Thursday, 18 April 2013

7 Things NOT To Do In India


There are always certain taboos when you visit a new country. The culture shock, or culture clash as some might say, can frequently take you by surprise. Nothing seems as embarrassing as getting shamed or laughed at in public places for doing the unspeakable. India, a cultural hodgepodge of individuals, travelers and languages catches the backpacker and globetrotter off-guard countless times per day. Avoid getting the dishonorable stare (or earthshaking bowels) or even the public finger point by using these simple DON’TS while in India.

7 - Don’t Eat Peeled Fruit

When you visit some of the public restrooms in India, you’ll wish to stay as healthy as you possibly can for as long as possible. One of the approaches to avoid earthshaking bowel movements is to heed the traveler’s ubiquitous warning: Don’t eat already peeled fruit. You are able to offer the peeled fruit to friends for any cruel joke, but don’t eat it yourself-unless this friend is going to be your hostel mate! Or, a great way to test your food is to give it towards the said friend and wait Twenty four hours. If they turn out OK, chances are you’ll be OK. India’s bacterium doesn’t play favorites. If you purchase and wash peel-able fruit yourself, then probably it will treat you A-OK.

6 - Don’t Drink the Tap

Should you wouldn’t drink the water from your home toilet, don’t trust the plain tap water in India. Often the water pipes here happen to be stewing under the baked earth for many years. Though the water is treated, the pipes contaminate water well before the tap. If you’ve ever needed a great enema, this may be one way to cleanse your personal backed-up pipes. Oh, another cruel joke: Add plain tap water to your friend’s bottled water; just a smidgen is going to do. After the eruptions pass, make sure to say, “You’ll need to make sure the bottle cap is attached. Many of the places refill the water bottle for re-sale.” Chuckle deep within yourself while you turn away. (Rethink this if, again, said friend is the hostel-mate.)

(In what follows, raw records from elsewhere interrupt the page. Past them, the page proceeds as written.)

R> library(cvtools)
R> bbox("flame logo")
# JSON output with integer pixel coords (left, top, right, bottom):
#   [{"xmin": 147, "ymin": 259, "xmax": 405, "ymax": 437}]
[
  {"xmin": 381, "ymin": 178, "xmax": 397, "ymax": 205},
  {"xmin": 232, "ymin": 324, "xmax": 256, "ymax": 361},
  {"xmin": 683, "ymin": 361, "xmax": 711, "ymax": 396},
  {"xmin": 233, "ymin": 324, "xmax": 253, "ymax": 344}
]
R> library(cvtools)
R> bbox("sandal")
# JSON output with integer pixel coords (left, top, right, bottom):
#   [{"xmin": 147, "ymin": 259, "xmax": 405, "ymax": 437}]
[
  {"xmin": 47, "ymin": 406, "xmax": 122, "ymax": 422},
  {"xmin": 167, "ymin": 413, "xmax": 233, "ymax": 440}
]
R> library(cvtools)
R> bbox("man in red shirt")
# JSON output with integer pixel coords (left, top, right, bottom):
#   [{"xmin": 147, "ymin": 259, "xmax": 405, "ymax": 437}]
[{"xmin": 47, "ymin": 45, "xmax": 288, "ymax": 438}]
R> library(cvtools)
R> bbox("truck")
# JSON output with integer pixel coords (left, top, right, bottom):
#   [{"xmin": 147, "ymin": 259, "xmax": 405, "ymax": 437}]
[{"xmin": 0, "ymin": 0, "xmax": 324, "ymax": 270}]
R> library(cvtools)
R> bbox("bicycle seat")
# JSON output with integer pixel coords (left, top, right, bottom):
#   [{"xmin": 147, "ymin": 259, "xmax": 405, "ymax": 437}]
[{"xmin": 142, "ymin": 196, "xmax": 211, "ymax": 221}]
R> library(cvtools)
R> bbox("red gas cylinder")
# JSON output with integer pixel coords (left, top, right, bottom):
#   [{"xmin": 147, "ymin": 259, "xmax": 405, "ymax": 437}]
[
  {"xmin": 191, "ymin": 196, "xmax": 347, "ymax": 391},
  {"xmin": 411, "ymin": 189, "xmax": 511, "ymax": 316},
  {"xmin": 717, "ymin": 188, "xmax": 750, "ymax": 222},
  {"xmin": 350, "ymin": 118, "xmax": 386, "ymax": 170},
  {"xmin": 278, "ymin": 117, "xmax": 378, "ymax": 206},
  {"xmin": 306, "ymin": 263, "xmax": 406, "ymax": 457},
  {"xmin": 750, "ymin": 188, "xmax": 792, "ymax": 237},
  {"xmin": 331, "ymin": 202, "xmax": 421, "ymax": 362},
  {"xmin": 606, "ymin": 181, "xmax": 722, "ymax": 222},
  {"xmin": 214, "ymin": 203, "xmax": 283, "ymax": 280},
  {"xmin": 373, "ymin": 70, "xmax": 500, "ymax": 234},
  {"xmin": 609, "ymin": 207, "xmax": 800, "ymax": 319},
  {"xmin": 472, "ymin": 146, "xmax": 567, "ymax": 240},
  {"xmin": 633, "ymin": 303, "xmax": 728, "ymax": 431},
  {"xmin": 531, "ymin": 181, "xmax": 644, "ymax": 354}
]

5 - Prance Around inside your Shoes (slowly moving away from doo-doo talk)

Much more India it is considered a discourtesy to put on your shoes in the home or perhaps a place of worship. Shoes in the street do not belong in your home in India (and many other areas of Asia for that matter). If you step in excreta, though, be sure to fix it off before going anywhere. A stick or bit of rubbish will do, but don’t ensure that it stays stuck to your shoes for very long periods of time. Contrary to popular belief, it will not harden after which not smell. It always smells. (Scatological talk is simply so easy.)

4 - Acting Out a Sexual Fantasy in public places

If you’re a woman, and obviously drunk, it's not OK to pole dance around the bus or metro. If you're a man, and obviously drunk, it might be OK to pole dance around the bus or metro (truly it’s not OK). If you are together with your partner, man or woman, be sure that you don't practice your bedroom fantasies in public places either. The act, discussion, talk or rhythmic motions of copulation aren't kosher public expositions. A peck on the cheek or grab from the cheek for that matter, if done very slightly, might be admissible but get it done quickly.

3 - Try everything With Your Left Hand

The left-hand in many cultures is considered a wicked, well kind of, thing. If your friend is stupid enough to be seduced by everything you say by now, you might want to tell him that things are done with the left hand. The left-hand, however, is reserved for drinking portions of water at the table and looking after bathroom functions. Yes, you have to still wash it while you won’t be eating with it!

2 - Inquire about the Meat Special during the day

Be sure not to go into every restaurant using the intentions of asking exactly what the meat special is for your day. Depending on where you’re at in India, so many people are strictly pescatarians, vegetarians or a mixture of both. If you are a person who cares little about feelings or culture, then blare out that you'll require this and that, making orders difficult and owners nervous. Getting kicked from restaurants makes for some fun story telling in the bar later anyway. Don’t be a fool.

1 - Ask for a Beefy Steak

Should you come to India and don’t realize that cows are sacred, you very well may really be an idiot. One of the worst things you can do is to chase the cows that linger within the streets or try to have them angry or aroused - not really for a cool picture! The cows are thought treasures and cannot be harmed under Hindu belief. Ergo, leave the cows alone and don't induce excitement. And, don’t request a hamburger; don’t ask where the closest spot to get a burger is; and, don’t keep requesting a hamburger at restaurants. If you would like beef, go to Texas. If you wish to experience culture and humble cows, go to India.